Sygall’s Mobility International USA strives to empower people with disabilities around the world.
She spearheaded such gatherings as the 1995 International Symposium on Women with Disabilities in Beijing and eight Women’s Institute on Leadership and Disability (WILD) programs.
There are still countries where disabled people are not out in the mainstream of society, Sygall said. Less than 1 percent of disabled women and girls in developing countries are literate. They’re less likely to marry and they’re more likely to be abused.
Most countries have legislation regarding disabilities but they don’t enforce them, Sygall added. The good news is: There are disability rights groups forming across the world.
It wasn’t that long ago—1977, to be exact—that disability rights began to take shape in this country.
That’s when 150 disability rights activists took over the fourth floor of a federal building in San Francisco demanding that President Jimmy Carter’s administration agree to implement a four-year-old law protecting the rights of people with disabilities.
The sit-in—the longest unarmed sit-in the history of the United States—paved the way for the Americans with Disabilities Act.
“Even in this country we people had to rise up and say we want to be included,” Sygall said. “Historically, even the women’s movement didn’t include people with disabilities. We had to work to open the pipeline.”
Sygall has had 2,300 people from 135 countries attending Mobility USA gatherings in Eugene, Ore., and elsewhere, in part because people with disabilities don't have an opportunity to share their stories and information.
For many, it’s the first time they’ve seen curb cuts or buses with wheelchair ramps. Deaf people are shocked to find out that deaf people can drive in America. Blind people from India are intrigued by the canes that Americans use—they make their way linking arms in a train of people...and they don't typically venture out in public much.
“Some women from Pakistan said it was the first time they’d ever gone somewhere where someone didn’t call them a name,” she said.
Sygall has co-founded a women’s disabled basketball program,says her organizations organizes campouts, plugging power chairs into outlets. They do wheelchair gymnastics and they go to regular dance classes.
She noted that while it’s important to provide assisted equine therapy, it’s also helpful to provide places people with disabilities can ride horses just like those without disabilities.
“Some of my most favorite moments have come on top of a horse. It’s like euphoria," she said. "I think all recreation is therapeutic.Physical activity is therapeutic. It provides self-confidence and enpowerment.

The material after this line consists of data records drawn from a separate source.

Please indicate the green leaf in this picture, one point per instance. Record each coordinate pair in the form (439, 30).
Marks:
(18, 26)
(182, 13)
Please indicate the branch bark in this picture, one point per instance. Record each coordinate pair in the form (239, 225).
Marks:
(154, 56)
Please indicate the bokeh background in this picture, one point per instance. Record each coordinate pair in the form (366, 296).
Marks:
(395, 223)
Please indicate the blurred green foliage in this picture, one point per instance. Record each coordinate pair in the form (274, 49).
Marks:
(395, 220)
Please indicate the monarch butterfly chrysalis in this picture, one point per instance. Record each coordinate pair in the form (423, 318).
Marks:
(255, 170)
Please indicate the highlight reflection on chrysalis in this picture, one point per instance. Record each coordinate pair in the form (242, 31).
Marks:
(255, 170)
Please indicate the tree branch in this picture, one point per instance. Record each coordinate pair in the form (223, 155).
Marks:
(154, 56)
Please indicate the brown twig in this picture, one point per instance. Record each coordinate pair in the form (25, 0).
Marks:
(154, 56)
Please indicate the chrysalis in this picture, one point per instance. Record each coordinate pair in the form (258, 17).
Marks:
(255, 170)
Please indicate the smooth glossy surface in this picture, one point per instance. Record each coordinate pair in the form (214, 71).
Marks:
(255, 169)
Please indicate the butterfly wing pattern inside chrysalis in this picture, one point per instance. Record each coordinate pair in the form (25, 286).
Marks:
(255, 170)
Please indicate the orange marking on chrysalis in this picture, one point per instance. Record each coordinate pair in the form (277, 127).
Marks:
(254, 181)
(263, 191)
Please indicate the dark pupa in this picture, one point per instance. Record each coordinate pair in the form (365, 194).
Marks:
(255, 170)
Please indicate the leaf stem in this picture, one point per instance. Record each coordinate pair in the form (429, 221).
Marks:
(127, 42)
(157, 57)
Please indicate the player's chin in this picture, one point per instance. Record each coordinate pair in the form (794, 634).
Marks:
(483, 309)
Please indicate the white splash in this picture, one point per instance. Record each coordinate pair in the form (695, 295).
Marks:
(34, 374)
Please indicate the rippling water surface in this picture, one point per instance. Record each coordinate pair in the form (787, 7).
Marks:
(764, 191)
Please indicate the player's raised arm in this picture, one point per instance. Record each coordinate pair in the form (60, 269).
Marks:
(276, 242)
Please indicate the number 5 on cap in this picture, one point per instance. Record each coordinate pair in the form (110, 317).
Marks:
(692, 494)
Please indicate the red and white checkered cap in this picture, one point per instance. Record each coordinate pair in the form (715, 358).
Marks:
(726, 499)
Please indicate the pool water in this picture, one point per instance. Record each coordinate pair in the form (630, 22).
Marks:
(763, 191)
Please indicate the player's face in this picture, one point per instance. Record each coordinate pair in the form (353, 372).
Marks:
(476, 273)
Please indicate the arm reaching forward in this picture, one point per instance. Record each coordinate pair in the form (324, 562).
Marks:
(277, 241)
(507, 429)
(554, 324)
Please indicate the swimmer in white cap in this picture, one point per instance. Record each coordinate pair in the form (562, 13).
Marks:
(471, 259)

It gets people with disabilities to feel like who they are is whole."
Sygall's programs have helped empower women with cerebral palsy who is working to pass national legislation for human rights for people with disabilities in Armenia.

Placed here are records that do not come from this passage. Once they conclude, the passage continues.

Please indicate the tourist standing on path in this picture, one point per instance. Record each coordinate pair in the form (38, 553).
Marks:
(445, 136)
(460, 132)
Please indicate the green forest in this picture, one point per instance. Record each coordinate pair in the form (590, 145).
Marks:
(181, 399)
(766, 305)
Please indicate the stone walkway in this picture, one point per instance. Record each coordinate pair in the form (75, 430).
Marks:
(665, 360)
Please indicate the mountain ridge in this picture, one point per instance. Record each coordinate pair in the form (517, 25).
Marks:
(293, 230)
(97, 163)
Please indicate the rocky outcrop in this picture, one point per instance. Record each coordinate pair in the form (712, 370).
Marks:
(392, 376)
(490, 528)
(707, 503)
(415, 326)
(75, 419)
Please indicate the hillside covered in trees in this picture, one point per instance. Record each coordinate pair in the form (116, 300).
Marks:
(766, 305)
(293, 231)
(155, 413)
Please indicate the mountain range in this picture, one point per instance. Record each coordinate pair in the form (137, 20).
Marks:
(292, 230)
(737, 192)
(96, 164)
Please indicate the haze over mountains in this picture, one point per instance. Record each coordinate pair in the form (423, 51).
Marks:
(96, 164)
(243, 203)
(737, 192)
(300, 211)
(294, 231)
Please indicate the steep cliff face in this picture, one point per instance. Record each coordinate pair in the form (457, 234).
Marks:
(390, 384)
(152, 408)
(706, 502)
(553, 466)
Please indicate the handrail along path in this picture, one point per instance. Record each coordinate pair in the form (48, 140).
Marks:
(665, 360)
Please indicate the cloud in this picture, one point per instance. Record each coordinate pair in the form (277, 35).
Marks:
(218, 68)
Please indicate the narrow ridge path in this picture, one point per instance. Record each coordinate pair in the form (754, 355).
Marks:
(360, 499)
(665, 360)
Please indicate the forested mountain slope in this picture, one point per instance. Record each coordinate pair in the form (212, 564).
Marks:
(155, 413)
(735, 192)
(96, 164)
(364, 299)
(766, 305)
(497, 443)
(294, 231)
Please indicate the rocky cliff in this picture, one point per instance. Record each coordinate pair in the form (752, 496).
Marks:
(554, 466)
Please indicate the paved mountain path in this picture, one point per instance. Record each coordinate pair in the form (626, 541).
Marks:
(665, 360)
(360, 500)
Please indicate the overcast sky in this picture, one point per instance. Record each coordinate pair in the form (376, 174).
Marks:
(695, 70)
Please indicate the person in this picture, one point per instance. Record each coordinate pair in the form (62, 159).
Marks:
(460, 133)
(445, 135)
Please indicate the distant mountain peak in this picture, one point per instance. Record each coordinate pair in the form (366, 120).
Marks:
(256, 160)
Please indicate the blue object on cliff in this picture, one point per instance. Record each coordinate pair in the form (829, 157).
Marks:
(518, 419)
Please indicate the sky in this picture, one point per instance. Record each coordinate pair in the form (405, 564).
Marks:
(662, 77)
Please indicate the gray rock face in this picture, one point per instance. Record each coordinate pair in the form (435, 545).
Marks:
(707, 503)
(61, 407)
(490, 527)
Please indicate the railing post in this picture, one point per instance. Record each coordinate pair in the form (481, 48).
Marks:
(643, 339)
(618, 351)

"Those of you who have been abroad know that having a world experience trampolines you so high. it can trampoline those with disabilities even higher."
Sygall introduced the film “Touch the Light” on Friday night, about three blind women in Cuba.

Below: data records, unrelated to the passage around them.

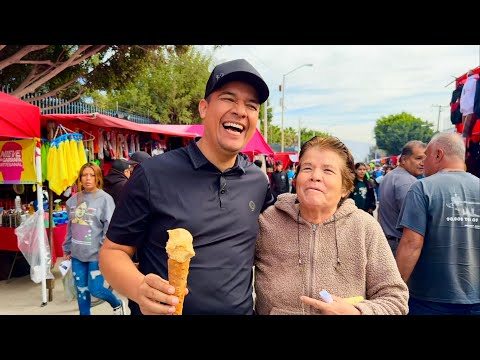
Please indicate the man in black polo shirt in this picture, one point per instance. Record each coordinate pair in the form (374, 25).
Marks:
(207, 188)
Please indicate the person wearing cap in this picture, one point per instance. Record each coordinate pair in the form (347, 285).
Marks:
(279, 180)
(207, 188)
(137, 158)
(116, 178)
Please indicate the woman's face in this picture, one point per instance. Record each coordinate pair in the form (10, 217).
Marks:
(89, 180)
(361, 171)
(319, 182)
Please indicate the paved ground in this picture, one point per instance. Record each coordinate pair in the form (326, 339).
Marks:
(21, 296)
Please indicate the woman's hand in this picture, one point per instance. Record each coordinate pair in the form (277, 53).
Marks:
(337, 307)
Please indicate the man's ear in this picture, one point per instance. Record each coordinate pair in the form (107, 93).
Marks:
(202, 108)
(439, 155)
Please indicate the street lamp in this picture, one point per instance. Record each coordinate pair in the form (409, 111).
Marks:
(283, 100)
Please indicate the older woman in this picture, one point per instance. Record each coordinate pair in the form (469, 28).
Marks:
(319, 240)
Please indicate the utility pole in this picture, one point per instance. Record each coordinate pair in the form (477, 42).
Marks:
(439, 111)
(265, 122)
(299, 137)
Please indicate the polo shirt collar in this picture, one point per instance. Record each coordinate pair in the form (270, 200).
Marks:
(198, 159)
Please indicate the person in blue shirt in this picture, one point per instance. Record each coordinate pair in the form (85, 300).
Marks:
(439, 254)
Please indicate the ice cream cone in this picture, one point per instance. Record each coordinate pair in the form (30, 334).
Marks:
(177, 277)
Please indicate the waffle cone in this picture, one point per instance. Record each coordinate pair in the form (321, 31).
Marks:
(177, 277)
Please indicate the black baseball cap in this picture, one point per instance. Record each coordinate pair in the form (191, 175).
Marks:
(120, 164)
(237, 70)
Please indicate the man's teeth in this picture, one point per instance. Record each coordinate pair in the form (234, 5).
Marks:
(236, 126)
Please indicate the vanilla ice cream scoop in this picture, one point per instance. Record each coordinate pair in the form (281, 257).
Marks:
(180, 245)
(180, 251)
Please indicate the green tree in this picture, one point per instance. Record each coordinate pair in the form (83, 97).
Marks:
(394, 131)
(68, 71)
(168, 88)
(307, 134)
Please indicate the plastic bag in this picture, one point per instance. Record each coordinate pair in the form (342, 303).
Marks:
(29, 244)
(69, 286)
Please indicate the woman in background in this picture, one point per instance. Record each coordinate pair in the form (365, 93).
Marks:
(89, 212)
(363, 193)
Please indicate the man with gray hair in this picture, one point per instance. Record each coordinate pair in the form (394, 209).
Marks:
(439, 253)
(395, 185)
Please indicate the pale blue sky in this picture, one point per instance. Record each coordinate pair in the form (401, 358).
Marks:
(350, 86)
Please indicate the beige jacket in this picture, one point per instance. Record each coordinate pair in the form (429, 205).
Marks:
(348, 255)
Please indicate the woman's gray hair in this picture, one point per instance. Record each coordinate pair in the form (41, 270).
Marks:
(452, 144)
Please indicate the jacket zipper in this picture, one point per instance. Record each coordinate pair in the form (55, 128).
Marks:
(312, 252)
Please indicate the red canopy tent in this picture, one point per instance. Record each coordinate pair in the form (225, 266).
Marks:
(106, 121)
(459, 127)
(18, 119)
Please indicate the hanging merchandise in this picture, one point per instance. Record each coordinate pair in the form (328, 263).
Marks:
(65, 158)
(101, 144)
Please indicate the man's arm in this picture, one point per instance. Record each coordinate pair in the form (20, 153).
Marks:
(408, 252)
(152, 293)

As she did she reminded the audience that they, too, can be agents of change—that disabled need allies.
“If you're teaching a lesson at Swiftsure, you might say, 'Have you ever thought of traveling abroad? If you’re a doctor, look at your patients in terms of their human rights in addition to their disability. If you’re a business person, hire people with disabilities... And it’s so important to keep the ADA strong.”
Isabelle Caraluzzi, a New York University student studying international politics, said it’s helpful for her to see the Family of Woman Film Festival films and meet the speakers behind the films.
“You can read about these issues in the news and think, ‘Oh, okay.’ But when you meet real life people in the flesh and hear about their struggles, it makes the issues in the world more tangible.”
"GIRLS' WAR"
The final film in the 2018 Woman of Film Festival will be shown at 3 p.m. today—Sunday, March 4—at the Sun Valley Opera House. The film depicts why the Kurds--Kurdish women, in particular—are so effective fighting against ISIS.
Ketchum's National Mountain Bike Champion Rebecca Rusch, who starred in last year's "Blood Road," will hold a conversation with filmmaker Mylene Sauloy following the showing.